06/07/2016

'Climate-Aligned' Investments Tipped To Soar But Australia's Role Remains Hazy

Fairfax

Sunrise or sunset?: Green investments face an uncertain future in Australia.
Sunrise or sunset?: Green investments face an uncertain future in Australia. Photo: Bloomberg
Political uncertainty after the weekend's indecisive federal elections could further hinder Australia's development of business tools needed to tackle climate change, leaving it lagging further behind other nations, analysts say.
Investors are stepping up funding for so-called "climate-aligned" or green bonds, with the tally rising 16 per cent compared with 2015 to $US694 billion ($924 billion), according to the fifth annual report, Bonds and Climate Change: The State of the Market in 2016 compiled by HSBC.
The tally, which counts bonds explicitly labelled green or those whose main target is to reduce greenhouse gas emissions or build resilience to climate impacts, must multiply if economies are to finance their decarbonisation in time to avoid dangerous warming.
"Some $US2.5-3 trillion of capital is needed each year in climate change-related investments, with 60-70 per cent of that going to emerging markets," the report said, adding an "adequate" level of such bond issuance should be in the order of $US1 trillion a year by 2020.
The report noted Australian issuance of unlabelled climate-aligned bonds is still small – in the order of $2.5 billion – and dominated by rail operator Aurizon.
"With finalisation of the historic Paris Agreement in late 2015, more investors are realising the need to align their portfolios to the goal of limiting global warming to well below 2 degrees,"  said Emma Herd, chief executive of the  Investor Group on Climate Change.
Three of the big four banks will join the Australian launch of the bonds report in Sydney on Monday, with Treasury Corporation Victoria and Flexigroup joining the discussion on climate finance.
However, analysis by climate finance campaign group Market Forces has found lending by the big four to renewable energy projects has dropped so far this year – and fallen short of their declared intensions.
In the first half of 2016, ANZ and Commonwealth Bank made no new loans to the sector, while NAB lent $88 million and Westpac $73 million.

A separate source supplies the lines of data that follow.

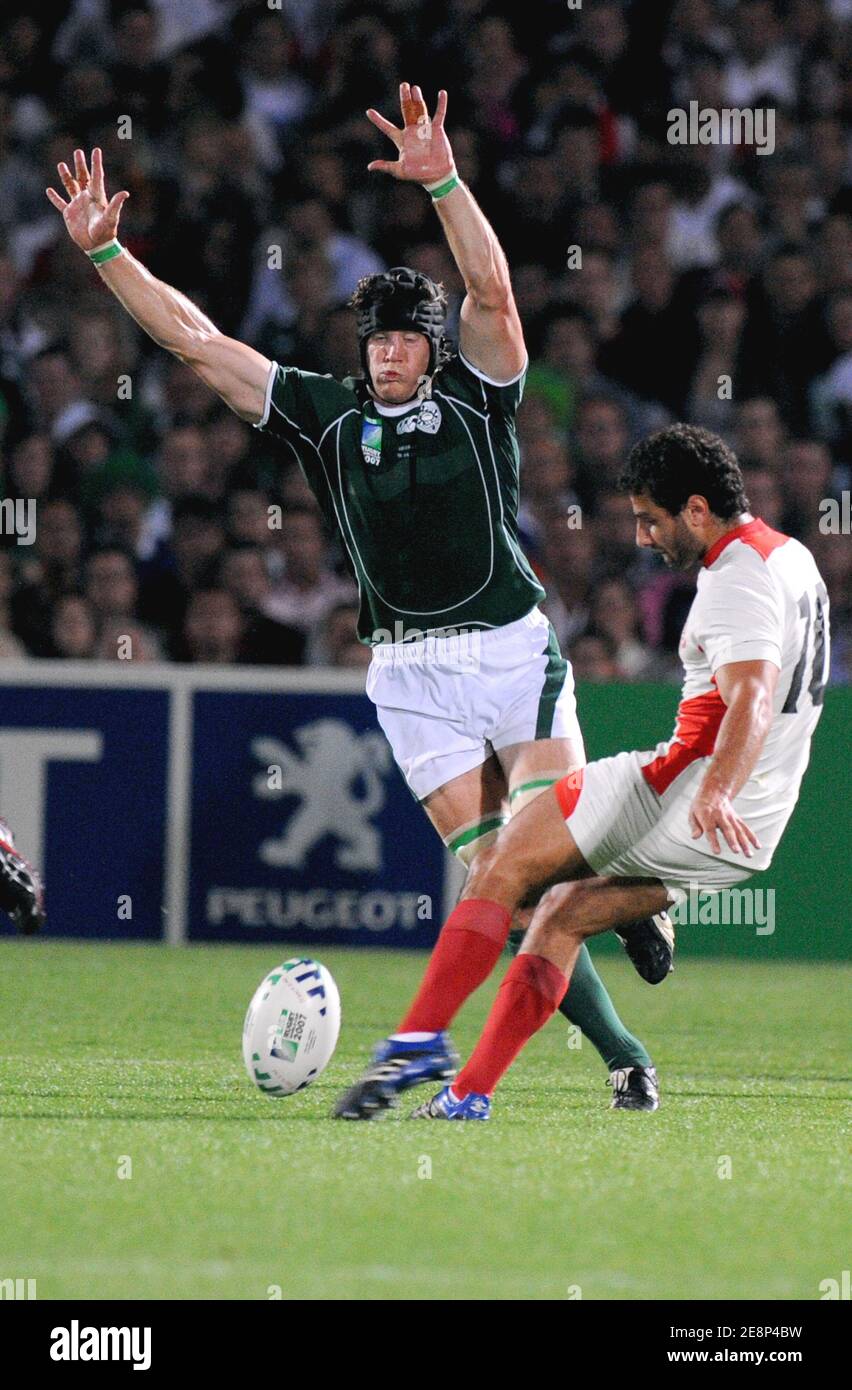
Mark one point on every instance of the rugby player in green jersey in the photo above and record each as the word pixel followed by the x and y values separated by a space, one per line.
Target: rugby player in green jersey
pixel 416 466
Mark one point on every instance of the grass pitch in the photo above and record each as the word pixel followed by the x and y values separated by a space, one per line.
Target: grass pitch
pixel 114 1052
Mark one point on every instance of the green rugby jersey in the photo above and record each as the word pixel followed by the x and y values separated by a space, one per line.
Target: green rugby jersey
pixel 424 495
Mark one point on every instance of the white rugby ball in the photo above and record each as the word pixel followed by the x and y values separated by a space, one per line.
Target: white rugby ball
pixel 291 1027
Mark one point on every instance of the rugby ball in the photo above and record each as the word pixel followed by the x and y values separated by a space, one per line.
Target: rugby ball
pixel 291 1027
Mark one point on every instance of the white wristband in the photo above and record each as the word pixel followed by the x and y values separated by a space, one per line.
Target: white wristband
pixel 439 182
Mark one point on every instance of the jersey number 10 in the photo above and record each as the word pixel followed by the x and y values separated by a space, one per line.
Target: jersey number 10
pixel 817 674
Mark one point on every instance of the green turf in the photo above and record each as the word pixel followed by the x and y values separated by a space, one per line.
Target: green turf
pixel 114 1050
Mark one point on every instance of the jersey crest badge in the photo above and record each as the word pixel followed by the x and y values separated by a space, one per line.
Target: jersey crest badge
pixel 427 419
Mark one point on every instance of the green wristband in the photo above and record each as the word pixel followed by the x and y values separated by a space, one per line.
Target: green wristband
pixel 445 188
pixel 106 253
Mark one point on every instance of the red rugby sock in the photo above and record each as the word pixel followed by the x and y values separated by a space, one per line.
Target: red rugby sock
pixel 528 995
pixel 464 955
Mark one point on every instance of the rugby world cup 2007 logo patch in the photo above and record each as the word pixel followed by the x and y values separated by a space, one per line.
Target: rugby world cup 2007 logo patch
pixel 371 441
pixel 427 419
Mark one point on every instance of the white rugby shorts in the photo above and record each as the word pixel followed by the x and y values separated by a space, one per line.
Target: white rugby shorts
pixel 624 829
pixel 446 704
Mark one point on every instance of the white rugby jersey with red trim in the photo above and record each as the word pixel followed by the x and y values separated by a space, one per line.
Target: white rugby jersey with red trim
pixel 759 597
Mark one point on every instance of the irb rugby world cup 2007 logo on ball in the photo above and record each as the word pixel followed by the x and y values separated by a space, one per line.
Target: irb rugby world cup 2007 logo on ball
pixel 291 1027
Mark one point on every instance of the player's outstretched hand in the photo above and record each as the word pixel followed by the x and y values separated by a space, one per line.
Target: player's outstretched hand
pixel 424 150
pixel 712 815
pixel 89 218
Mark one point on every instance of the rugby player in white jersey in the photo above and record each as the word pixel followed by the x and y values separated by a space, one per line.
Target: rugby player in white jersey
pixel 416 464
pixel 705 809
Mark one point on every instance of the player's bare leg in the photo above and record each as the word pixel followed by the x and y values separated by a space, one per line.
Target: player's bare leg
pixel 467 813
pixel 534 766
pixel 21 893
pixel 535 983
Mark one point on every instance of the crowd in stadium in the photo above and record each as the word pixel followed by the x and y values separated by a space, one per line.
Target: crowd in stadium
pixel 698 264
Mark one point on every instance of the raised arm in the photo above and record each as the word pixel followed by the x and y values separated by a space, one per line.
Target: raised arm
pixel 747 690
pixel 234 370
pixel 491 334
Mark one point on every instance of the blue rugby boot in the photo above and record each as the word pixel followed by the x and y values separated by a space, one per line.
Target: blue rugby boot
pixel 398 1065
pixel 445 1107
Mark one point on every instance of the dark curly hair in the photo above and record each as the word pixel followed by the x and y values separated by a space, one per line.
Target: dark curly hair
pixel 683 460
pixel 409 288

The half-year total of about $162 million compared with $516 million a year earlier, Market Forces said, citing public details of the deals.
The CBA lagged the other three, lending $904 million to the renewables sector since 2008 out of a total of $6.014 billion by the big four.
"While renewable energy is a boom industry globally, here in Australia the sector has been starved of the support and certainty it has needed for far too long," Julian Vincent, Market Forces' executive director, said.
"But at the same time, if the banks are seriously behind the goal of cleaning up our energy sector, they can't credibly hide behind policy."
John Connor, chair of The Climate Institute, called on the Turnbull government if it retains office to bring forward its planned 2017 review of climate policies to bolster investor confidence in the sector.
Mr Connor noted the UK government, even amid the chaos of the Brexit vote on Britain leaving the European Union, last week agreed to adopt a goal of cutting 1990-level carbon emissions 57 per cent by 2030.
Much work needs to be done.
A paper published in Nature last week, including by some Australian-based researchers,  found that national emissions targets as pledged in Paris would fall far short of the sub-2 degree warming goal. Instead, they imply a median warming of 2.6-3.1 degrees by 2100 compared with pre-industrial levels.